On retire 7% de TVA (merci Sarko !), ce qui donne le prix HT : 18,60 €. Sur ce prix, un libraire indépendant va prendre 30 % de marge (soit 5,58€), alors qu'une grande surface va prendre jusqu'à 40 % de marge (soit 7,44 €). Il ne reste plus que 11 à 12 €. On considère que l'imprimeur va prendre environ 20 % du prix HT, soit 3,72 €. Il ne reste plus que 7 à 8 € environ. Eh bien sur ces 7 à 8 €, seuls 0,93 € à 1,86 € iront dans la poche de l'auteur, le reste à l'éditeur (qui paiera les charges de son entreprises, ses employés, les illustrateurs, les correcteurs, les lecteurs). C'est ce que l'on appelle les droits d'auteur. Ceux-ci tournent généralement autour des 5 à 10 % du prix du livre HT, parfois un petit peu plus (mais il faut vendre beaucoup, et ça ne dépasse jamais 14 %), souvent moins (3 %, voire rien du tout tant que 1000 exemplaires n'ont pas été vendus !).
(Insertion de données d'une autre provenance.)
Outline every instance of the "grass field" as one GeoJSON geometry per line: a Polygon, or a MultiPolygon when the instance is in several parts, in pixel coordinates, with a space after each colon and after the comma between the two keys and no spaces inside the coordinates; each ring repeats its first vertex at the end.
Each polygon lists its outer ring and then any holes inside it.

Revenons à l'exemple de Gallimard: un auteur qui aura la chance de publier chez eux mais en ne vendant que 300 exemplaires ne gagnera que 446 € (pour 8 % de droits d'auteur). Ce n'est pas beaucoup. Je conçois tout-à-fait que le premier moteur de l'écriture reste l'envie de raconter des histoires et de les partager avec les autres, mais tout-de-même, il faut reconnaître que si on peut gagner un peu en plus, cela n'est pas désagréable. Bref, c'est celui qui accomplit le moins de travail (le libraire ou le chef de rayon) qui gagne la plus grosse part et celui qui fournit le plus de travail (l'auteur) qui doit se contenter des miettes ! Triste réalité que j'ai découverte...
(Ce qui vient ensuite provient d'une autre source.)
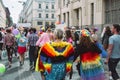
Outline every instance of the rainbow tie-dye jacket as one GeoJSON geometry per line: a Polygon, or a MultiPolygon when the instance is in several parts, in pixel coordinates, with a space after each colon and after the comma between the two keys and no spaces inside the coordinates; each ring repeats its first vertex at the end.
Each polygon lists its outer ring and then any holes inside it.
{"type": "Polygon", "coordinates": [[[49,42],[43,45],[40,60],[44,69],[50,73],[52,64],[66,63],[66,72],[69,72],[74,59],[74,48],[67,42],[49,42]]]}

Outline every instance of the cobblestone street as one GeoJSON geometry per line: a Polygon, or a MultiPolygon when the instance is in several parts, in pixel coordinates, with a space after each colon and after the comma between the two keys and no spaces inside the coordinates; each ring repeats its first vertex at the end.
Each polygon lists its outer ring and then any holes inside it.
{"type": "MultiPolygon", "coordinates": [[[[0,61],[0,63],[7,65],[6,62],[7,59],[0,61]]],[[[74,71],[73,71],[72,80],[80,80],[75,65],[76,63],[74,63],[73,65],[74,71]]],[[[117,71],[119,72],[120,75],[120,65],[117,67],[117,71]]],[[[106,80],[109,80],[106,65],[105,65],[105,74],[106,74],[106,80]]],[[[66,80],[69,80],[68,77],[66,77],[66,80]]],[[[40,77],[40,73],[29,70],[29,61],[28,61],[28,57],[26,57],[25,64],[22,67],[19,66],[18,59],[14,58],[12,67],[7,69],[4,74],[0,74],[0,80],[41,80],[41,77],[40,77]]]]}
En résumé, si l'aventure vous tente, ayez à l'esprit que c'est une entreprise longue, fastidieuse, assez cruelle et difficilement rentable (je vais dégoûter tout le monde, là). On perd même de l'argent, rien qu'en frais de Poste, parce que les éditeurs demandent des textes aérés, imprimés seulement en recto, alors forcément cela fait beaucoup plus de pages et c'est donc bien plus lourd : tout bénef pour La Poste ! D'autant plus si comme moi, vous souhaitez récupérer votre manuscrit. Dans ce cas, vous payez deux fois les frais de port (ce n'est même pas la peine de compter sur les maisons d'édition, cela leur coûterait trop cher). Je n'en dirai pas beaucoup plus sur les éditeurs, vu qu'ils ne s'intéressent pas à moi, je ne vais pas plus m'intéresser à eux !

Comme le dit l'acteur Gary Oldman alias Zorg dans le Cinquième Élément : "si vous voulez une chose, faites-le vous-même ! " (oui, je suis fan de cette réplique, et donc fan du Do It Yourself, en abrégé DIY).